If there is a spark or other flame, the gases can serve as fuel for a fire that can spread from one module to entire racks of batteries. Sprinkler systems may be able to help in an early stage, but many of these fires are too powerful and burn too hot to be suppressed.
So how do system designers reduce the chances of thermal runaway?
A big factor is the system design. Many, if not most, battery storage systems being built today look like rows of shipping containers that sit outdoors. These “cabinets,” as they’re called, can help to reduce the chances of large fires because flames would need to burn through the container’s shell and then leap across an outdoor space and burn through the shell of a nearby container. That’s not easy and it rarely happens.
In contrast, the systems that have now caught fire multiple times at Moss Landing are indoor installations, set up inside the shell of a building left over from the natural gas plant that used to be on the site. The project is an unusually large example of repurposing an old building for energy storage.
“There are some real challenges in protecting batteries in indoor installations,” Paiss said.
He said that writers of safety codes have been reluctant to prohibit indoor installations, but he thinks there is a growing body of evidence that designers of these systems need to take steps to offset the potential for higher fire risk. One strategy would be to have greater separation within the buildings, so there are hard barriers to reduce the spread of fire. This would also allow a portion of the facility to continue to operate even while another part is damaged and offline.

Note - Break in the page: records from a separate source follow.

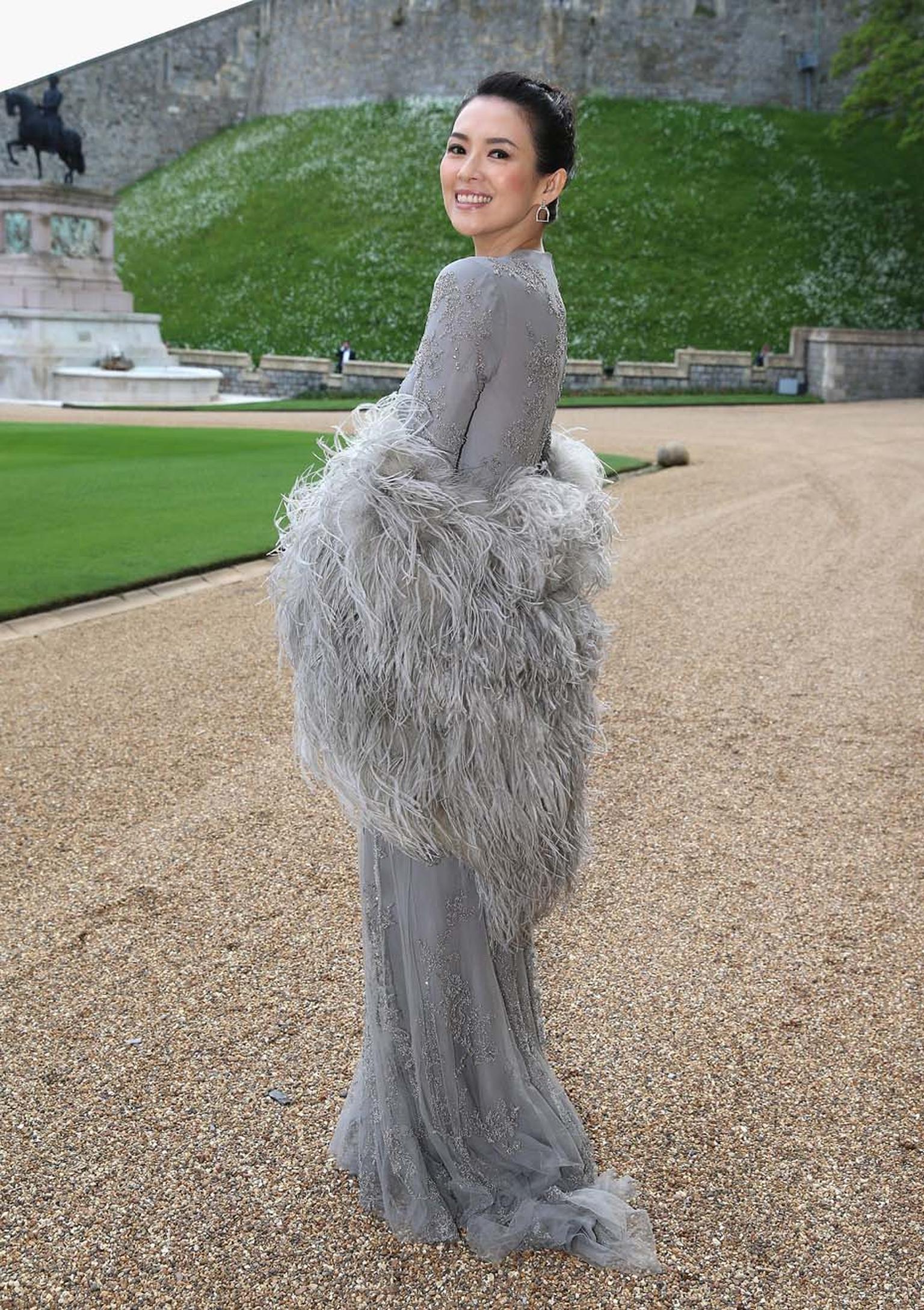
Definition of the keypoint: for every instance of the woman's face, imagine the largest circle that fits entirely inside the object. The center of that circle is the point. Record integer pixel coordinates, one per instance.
(490, 185)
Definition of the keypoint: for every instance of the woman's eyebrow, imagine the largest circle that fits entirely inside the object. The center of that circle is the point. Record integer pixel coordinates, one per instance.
(491, 141)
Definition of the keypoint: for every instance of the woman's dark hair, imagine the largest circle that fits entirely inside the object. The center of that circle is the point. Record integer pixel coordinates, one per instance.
(550, 114)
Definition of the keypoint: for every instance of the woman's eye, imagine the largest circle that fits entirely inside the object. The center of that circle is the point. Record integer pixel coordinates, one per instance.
(451, 150)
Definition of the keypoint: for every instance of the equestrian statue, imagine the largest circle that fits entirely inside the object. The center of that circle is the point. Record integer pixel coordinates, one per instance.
(41, 128)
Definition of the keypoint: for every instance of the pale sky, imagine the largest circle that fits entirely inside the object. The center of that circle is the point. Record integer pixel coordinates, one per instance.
(54, 34)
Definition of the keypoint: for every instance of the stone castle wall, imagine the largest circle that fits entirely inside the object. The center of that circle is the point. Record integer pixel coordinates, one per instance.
(144, 105)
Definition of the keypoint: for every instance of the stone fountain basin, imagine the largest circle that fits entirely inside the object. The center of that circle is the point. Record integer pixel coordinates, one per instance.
(146, 384)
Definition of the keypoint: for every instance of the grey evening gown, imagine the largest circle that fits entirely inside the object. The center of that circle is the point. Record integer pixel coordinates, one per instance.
(455, 1123)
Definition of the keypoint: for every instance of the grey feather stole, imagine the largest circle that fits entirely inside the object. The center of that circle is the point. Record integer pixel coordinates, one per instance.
(445, 652)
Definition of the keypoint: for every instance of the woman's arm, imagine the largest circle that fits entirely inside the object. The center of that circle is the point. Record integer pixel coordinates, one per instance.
(460, 351)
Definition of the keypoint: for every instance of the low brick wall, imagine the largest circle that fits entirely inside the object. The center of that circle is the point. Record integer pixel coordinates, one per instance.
(859, 365)
(706, 370)
(836, 363)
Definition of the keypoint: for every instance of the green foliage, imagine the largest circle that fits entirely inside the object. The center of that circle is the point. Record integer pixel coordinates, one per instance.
(686, 224)
(889, 46)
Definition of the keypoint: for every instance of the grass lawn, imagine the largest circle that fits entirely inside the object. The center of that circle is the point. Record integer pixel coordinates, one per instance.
(572, 400)
(88, 510)
(685, 224)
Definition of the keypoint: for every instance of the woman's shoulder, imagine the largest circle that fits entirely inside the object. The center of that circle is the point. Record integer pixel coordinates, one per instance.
(472, 270)
(469, 282)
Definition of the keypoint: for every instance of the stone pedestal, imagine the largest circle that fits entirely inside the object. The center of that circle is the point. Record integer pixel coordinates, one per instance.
(62, 303)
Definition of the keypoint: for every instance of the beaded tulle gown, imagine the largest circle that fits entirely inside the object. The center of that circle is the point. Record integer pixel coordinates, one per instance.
(455, 1123)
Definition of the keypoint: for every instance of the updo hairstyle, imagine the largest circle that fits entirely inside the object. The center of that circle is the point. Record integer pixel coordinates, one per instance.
(550, 114)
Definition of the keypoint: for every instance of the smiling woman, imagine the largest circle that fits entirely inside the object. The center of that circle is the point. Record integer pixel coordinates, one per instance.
(434, 596)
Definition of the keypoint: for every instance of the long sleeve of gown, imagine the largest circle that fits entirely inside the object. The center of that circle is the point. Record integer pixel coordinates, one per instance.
(458, 354)
(434, 596)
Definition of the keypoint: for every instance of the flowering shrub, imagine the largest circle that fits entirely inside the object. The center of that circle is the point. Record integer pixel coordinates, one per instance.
(685, 224)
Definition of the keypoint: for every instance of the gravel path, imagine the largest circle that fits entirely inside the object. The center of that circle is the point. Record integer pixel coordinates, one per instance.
(735, 1005)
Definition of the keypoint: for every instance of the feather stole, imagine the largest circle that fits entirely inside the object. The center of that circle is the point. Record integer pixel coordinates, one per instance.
(445, 652)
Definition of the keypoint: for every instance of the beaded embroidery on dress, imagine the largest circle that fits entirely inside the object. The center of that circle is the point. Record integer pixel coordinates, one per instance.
(433, 595)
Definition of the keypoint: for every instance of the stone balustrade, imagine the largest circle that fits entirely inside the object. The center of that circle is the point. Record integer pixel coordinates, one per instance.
(834, 363)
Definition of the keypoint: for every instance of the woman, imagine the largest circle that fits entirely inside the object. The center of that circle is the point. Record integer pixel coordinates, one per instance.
(431, 594)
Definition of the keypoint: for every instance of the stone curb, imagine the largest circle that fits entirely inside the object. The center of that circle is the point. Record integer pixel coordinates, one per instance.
(48, 620)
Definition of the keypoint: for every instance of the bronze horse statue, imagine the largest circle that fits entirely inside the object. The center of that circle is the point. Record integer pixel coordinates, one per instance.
(43, 132)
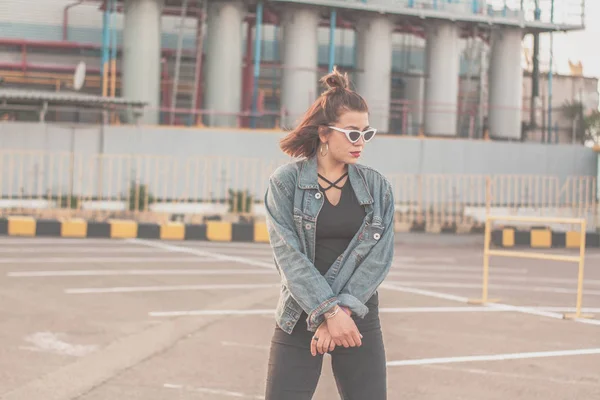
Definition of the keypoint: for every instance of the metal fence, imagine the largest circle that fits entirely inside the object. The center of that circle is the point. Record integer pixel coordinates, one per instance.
(146, 186)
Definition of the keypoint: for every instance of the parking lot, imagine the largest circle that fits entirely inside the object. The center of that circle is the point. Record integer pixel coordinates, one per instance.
(138, 319)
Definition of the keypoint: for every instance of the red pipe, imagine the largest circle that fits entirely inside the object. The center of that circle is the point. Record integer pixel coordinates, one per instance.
(66, 18)
(166, 91)
(43, 67)
(247, 77)
(50, 44)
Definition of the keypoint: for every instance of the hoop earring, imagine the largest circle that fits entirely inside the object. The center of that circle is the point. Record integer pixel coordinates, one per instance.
(326, 149)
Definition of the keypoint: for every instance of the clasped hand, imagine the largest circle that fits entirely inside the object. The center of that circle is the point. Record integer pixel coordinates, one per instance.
(340, 330)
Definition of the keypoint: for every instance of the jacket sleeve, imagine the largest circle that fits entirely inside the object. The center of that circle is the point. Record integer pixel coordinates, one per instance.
(374, 268)
(306, 284)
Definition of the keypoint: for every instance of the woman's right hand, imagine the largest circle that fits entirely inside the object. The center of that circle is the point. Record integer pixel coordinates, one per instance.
(343, 330)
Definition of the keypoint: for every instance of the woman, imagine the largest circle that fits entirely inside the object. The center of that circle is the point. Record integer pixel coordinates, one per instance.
(330, 223)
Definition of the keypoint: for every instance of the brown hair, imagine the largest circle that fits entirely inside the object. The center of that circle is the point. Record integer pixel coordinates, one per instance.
(303, 141)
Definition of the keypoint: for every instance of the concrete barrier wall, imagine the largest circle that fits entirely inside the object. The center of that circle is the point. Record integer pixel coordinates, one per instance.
(388, 153)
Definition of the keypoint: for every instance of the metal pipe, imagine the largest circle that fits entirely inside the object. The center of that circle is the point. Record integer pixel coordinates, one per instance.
(63, 45)
(550, 74)
(247, 78)
(257, 56)
(66, 18)
(535, 74)
(178, 56)
(332, 25)
(197, 96)
(113, 57)
(44, 67)
(105, 45)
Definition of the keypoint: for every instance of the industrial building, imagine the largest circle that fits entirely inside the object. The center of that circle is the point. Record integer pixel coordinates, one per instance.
(450, 68)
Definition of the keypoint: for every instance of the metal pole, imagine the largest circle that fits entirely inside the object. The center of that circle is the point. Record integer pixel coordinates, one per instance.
(199, 52)
(257, 55)
(178, 59)
(550, 71)
(486, 260)
(332, 26)
(105, 44)
(535, 74)
(581, 266)
(113, 62)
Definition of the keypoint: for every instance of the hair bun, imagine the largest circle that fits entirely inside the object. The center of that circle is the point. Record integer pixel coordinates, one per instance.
(335, 80)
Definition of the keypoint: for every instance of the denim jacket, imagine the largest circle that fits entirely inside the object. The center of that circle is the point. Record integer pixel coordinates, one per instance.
(293, 201)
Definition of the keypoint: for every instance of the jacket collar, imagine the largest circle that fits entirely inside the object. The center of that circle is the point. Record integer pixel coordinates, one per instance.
(308, 179)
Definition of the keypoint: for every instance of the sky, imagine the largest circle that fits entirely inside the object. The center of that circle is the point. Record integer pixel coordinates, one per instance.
(575, 46)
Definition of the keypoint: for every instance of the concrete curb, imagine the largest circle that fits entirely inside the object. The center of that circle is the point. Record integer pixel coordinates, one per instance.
(217, 231)
(542, 238)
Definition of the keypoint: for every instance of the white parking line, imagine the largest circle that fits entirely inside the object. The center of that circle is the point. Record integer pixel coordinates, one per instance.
(506, 307)
(444, 268)
(510, 288)
(135, 289)
(495, 357)
(201, 253)
(80, 260)
(37, 241)
(218, 392)
(499, 278)
(383, 310)
(145, 272)
(73, 250)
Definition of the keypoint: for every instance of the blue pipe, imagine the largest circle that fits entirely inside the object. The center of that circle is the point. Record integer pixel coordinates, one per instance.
(105, 44)
(332, 25)
(257, 49)
(114, 30)
(550, 70)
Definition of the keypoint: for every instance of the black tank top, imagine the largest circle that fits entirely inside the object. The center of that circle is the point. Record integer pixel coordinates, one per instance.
(336, 226)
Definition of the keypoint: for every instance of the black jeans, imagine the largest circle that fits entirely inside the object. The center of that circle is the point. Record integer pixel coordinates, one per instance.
(360, 372)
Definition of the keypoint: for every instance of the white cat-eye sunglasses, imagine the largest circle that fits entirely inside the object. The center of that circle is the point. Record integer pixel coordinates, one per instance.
(354, 135)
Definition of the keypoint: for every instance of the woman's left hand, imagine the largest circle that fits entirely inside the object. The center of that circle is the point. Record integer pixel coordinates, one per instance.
(324, 343)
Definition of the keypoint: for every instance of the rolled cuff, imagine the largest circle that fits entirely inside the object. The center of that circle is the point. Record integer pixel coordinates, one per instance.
(316, 318)
(355, 305)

Another significant fire risk factor is battery chemistry. The part of Moss Landing that caught fire housed lithium-ion batteries that used a nickel-manganese-cobalt (NMC) technology. This kind of battery has high energy density, which is good in terms of the amount of energy that can be stored, but has downsides in terms of heat tolerance. “The higher the energy density, the spicier” it can be when damaged, Paiss said.
NMC batteries have lost market share in favor of lithium iron phosphate, or LFP, a chemistry that has lower energy density. Among the other tradeoffs is that LFP can produce more flammable gas than NMC, although the severity of the fires is often less.
“One consistent thing you can say is when you go down in energy density, you increase in safety,” Paiss said. “It’s safer because it can tolerate higher temperatures, and that’s a good thing. And when it does fail, it doesn’t necessarily produce a lot of arcing and sparking in flames right away.”
I asked what he wanted to still learn about this most recent fire.
“I like making decisions based on data, and I encourage others to do the same,” he said. “I think one of the most important datasets that we need to see is whether or not there was any toxic emissions that were actually measurable, either airborne as far down the smoke column as could be measured or where people were, as well as any surface contamination.” (The US Environmental Protection Agency said on Wednesday that its air monitoring of the site during and after the fire showed “no risk to public health” from the incident, based on testing for hydrogen fluoride and particulate matter.)
Just like I expect this fire to be a topic at public hearings about proposed systems across the country, Paiss expects it to be a topic at gatherings of officials and experts who set safety codes. “I think that the question that will be on a lot of discussions in upcoming code meetings is, should they be allowed indoors? Should we look closer at that and would limiting the installation indoors be an undue burden on electrifying our grid?” he asked.